The Nasdaq Composite gained about 0.4% and also hit another intraday high as investors went back into their favorite tech stocks amid the competing market crosscurrents. Apple and Amazon each gained more than 1% and both are outperforming the market this month.

Inflation rose at its fastest pace in nearly 13 years, the Labor Department reported Tuesday. The consumer price index increased 5.4% in June from a year ago; economists surveyed by Dow Jones expected a 5% gain. Core CPI, excluding food and energy, jumped 4.5%, the sharpest move for that measure since September 1991 and well above the estimate of 3.8%.

“A white-hot June CPI print has the markets jittery this morning,” Cliff Hodge, chief investment officer at Cornerstone Wealth, said. “Moving forward we expect these inflation numbers to begin to cool. June 2020 was the absolute low for Core CPI during the pandemic shutdown, so the comparisons get tougher from here. Used car prices soared 45% year over year which is not likely to persist in coming months.”

The latest inflation data came after big banks and PepsiCo posted blowout second-quarter earnings reports. But with stocks at record highs and the Dow Jones Industrial Average just shy of 35,000, expectations likely ran higher than the official estimates reflected.

JPMorgan Chase shares dipped even after posting second-quarter earnings of $11.9 billion, or $3.78 per share, which exceeded the $3.21 estimate of analysts surveyed by Refinitiv.

Banks set aside billions of dollars for loan losses amid the pandemic, but have been releasing those reserves as consumers performed better than expected. JPMorgan released $3 billion in loan loss reserves after taking just $734 million in charge-offs. That gave the firm a $2.3 billion benefit, allowing the bank to top earnings expectations. Investors may be giving less credit to JPMorgan’s earnings beat due to this loan loss reserve release.

Goldman Sachs also shares edged lower after the firm reported second-quarter earnings of $15.02 per share, topping analysts’ expectation of $10.24 earnings per share. The bank posted its second-best ever quarterly investment banking revenue as a rush of IPOs hit Wall Street last quarter.

PepsiCo shares added more than 2% after the company crushed estimates for its second-quarter earnings and revenue, fueled by returning restaurant demand. The drink and snack giant also raised its forecast.

Meanwhile, shares of Boeing fell more than 3%, weighing on Dow sentiment, after the plane maker cut 787 Dreamliner production following the detection of a new flaw.

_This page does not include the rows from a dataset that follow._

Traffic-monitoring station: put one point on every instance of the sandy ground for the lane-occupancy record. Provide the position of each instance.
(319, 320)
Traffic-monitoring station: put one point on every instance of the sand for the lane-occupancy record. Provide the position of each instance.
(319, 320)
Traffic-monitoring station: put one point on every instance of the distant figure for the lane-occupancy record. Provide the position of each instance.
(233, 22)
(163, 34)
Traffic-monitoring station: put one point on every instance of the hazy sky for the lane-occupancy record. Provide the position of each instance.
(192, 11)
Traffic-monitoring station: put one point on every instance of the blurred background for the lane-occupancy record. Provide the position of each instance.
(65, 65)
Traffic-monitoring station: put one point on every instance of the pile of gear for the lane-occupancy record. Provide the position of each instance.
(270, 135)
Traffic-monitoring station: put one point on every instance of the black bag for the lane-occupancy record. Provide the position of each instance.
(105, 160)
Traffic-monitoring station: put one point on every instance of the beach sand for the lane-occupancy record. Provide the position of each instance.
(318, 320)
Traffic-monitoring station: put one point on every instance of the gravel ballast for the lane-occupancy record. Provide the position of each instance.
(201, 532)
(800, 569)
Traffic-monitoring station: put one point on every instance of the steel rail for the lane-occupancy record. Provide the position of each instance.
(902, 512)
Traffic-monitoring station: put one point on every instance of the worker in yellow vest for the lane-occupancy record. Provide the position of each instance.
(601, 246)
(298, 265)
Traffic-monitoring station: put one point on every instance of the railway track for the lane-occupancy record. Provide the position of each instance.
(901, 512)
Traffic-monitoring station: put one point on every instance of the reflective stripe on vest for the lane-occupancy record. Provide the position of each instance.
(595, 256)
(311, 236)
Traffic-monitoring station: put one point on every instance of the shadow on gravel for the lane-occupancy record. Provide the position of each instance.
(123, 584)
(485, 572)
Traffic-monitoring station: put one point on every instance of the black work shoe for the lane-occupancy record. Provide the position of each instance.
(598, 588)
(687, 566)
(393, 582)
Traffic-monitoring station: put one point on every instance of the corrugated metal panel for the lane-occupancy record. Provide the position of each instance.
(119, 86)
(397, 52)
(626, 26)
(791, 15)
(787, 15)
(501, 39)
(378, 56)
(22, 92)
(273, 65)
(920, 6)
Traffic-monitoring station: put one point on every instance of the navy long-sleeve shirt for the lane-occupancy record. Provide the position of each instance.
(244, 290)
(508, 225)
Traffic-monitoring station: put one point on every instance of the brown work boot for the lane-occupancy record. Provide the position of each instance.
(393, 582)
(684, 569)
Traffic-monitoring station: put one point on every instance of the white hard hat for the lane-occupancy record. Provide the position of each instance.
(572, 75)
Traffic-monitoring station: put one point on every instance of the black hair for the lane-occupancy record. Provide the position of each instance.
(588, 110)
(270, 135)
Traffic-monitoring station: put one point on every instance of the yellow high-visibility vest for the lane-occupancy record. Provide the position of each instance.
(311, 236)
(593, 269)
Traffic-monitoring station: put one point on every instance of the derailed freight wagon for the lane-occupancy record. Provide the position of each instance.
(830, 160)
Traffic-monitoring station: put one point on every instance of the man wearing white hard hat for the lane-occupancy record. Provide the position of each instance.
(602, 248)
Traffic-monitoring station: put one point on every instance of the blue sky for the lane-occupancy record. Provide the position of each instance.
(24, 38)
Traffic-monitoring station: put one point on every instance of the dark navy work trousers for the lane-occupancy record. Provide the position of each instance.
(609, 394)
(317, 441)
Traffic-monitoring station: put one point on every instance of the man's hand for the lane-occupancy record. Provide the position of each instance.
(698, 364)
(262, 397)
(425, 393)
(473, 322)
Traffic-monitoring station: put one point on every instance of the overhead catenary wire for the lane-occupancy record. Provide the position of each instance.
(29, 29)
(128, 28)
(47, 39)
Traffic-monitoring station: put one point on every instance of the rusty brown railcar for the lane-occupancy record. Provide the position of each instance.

Overall earnings reports are expected to be stellar for the second quarter over the coming weeks with profit growth estimated at 64% year-over-year for the quarter, according to FactSet. That would be the biggest quarterly profit increase since 2009.

Banks’ earnings are expected to more than double for the second quarter, with an estimated 119.5% estimated year-over-year growth rate, according to analysts polled by FactSet.

In the regular trading session on Monday the Dow rose 126.02 points to close just below 35,000. The blue-chip measure is up 14% this year. The S&P 500 and Nasdaq Composite gained 0.3% and 0.2%, respectively, to record closes.

“High expectations for earnings and each companies’ forward guidance will push markets higher or disappointment may create a small pullback in equity markets,” said Jeff Kilburg, chief investment officer at Sanctuary Wealth. “Eyes will be on the major banks to set the tone for the next few weeks of earnings.”

Bank of America, Citigroup, Wells Fargo and Morgan Stanley all ended Monday higher as well. They will report their earnings later in the week.

Federal Reserve Chairman Jerome Powell is scheduled to appear in front of Congress Wednesday and Thursday to provide an update on monetary policy. He has maintained that the Fed’s easy policies will remain intact until there’s more progress on its employment and inflation goals.